During the Civil War, one of the tasks which Southern women took up for the Cause was to sew uniforms for soldiers. In this July 1861 letter from Lucy Davis to her brother Eugene at camp, she describes how busy the female members of the household were. "Miss Betty, her two handmaidens Evy & Susan (probably slaves), & myself have been at work on them (shirts) all day & have I think made quite a neat job. Mary Jane too was anxious to contribute her mite & hemmed the bottoms."
Southern women organized within their communities to support the war effort and care for sick and wounded soldiers. This printed solicitation for food from the Lynchburg Hospital Association, one such organization of women, illustrates how women called upon the community to aid the Confederate Cause. The third paragraph also describes the many other activities women undertook, from going "daily to the Hospitals..." to "offer(ing) to write letters to the dear ones at home."
The Lynchburg Hospital Association solicitation was enclosed in this August, 1862 letter from Mary J. Blackford to Mrs. Judge Saunders in which Blackford thanks Mrs. Saunders for her contribution of chickens to feed the soldiers. She explains that at the depository in Lynchburg, soldiers "use an average of five dollars worth of chickens daily." In addition to chickens, vegetables to pickle were also in high demand since "the soldiers are particularly fond of it."

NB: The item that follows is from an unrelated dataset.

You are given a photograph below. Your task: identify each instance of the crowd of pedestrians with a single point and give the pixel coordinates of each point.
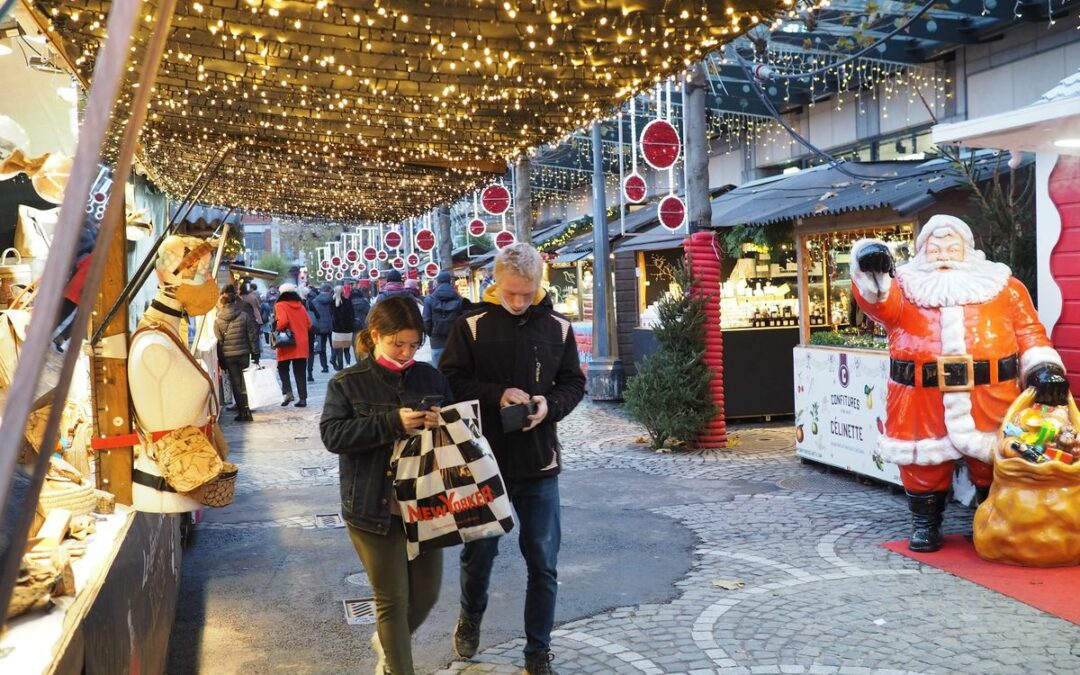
(512, 348)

In August of 1862, Lucy Davis was very much occupied with caring for sick and wounded Confederate soldiers in hospitals set up on the Lawn at the University of Virginia. In this letter to her brother Eugene at camp, she describes the horrors of a Confederate hospital. "Most of our immediate neighbours are getting on well but just across the lawn there are some of the worst cases & the sight & sounds we have to encounter daily are most distressing. I am mightily afraid we shall have some sort of infectious fever here for it is impossible to keep the place clean & there is a bad smell everywhere." Despite the conditions, she writes, "(t)hey say though that the patients are much more comfortable at this hospital than anywhere else. I should think the hospitals must be very uncomfortable indeed."
Hospital work allowed women to show their patriotism, help maintain soldiers' morale, and genuinely contributed to the Confederate war effort. Louisa H. A. Minor's diary for December 21-27, 1862 describes a Christmas dinner held at Charlottesville's Delevan Hospital for 1200 patients.
This measure established equitable wages and other compensations (including firewood and additional rations) for women employed in hospitals, and in the Quartermaster's Department and the Ordnance Department.
This scrapbook of clippings about the Civil War was compiled by Captain J.C. Featherston of Alabama and later Lynchburg, Virginia. The displayed article describes the service of an Alabama woman, Mrs. Juliet Opie Hopkins, to the Confederacy. At the start of the war, Mrs. Hopkins sold her estates in New York, Virginia and Alabama and gave the proceeds to the Confederate government to establish hospitals for Confederate soldiers. She then went to Richmond to serve as chief matron of the hospital corps for Alabama. Mrs. Hopkins was even shot twice while attending to the wounded on the battlefield. Called the Florence Nightingale of the South, her picture appeared on Confederate currency from Alabama.
Daily Richmond Examiner, March 14, 1864: "City Intelligence--Terrible Laboratory Explosion Brown's Island--Between Forty and Fifty Persons Killed and Wounded--Horrible Scene." Throughout the war, women made the ultimate sacrifice for Confederate patriotism. This incident illustrates the dangers of their wartime industrial employment. The explosion occurred on March 13, 1863, killing thirty-five women and injuring thirty-one. The explosion horribly burned many victims beyond recognition.
Letters kept friends and families in touch as the men went off to war and many of the women moved South and West to avoid advancing Union troops. This portable writing desk, which probably pre-dates the Civil War by approximately 20 years, is an example of the sort of writing desk on which many wartime letters were written.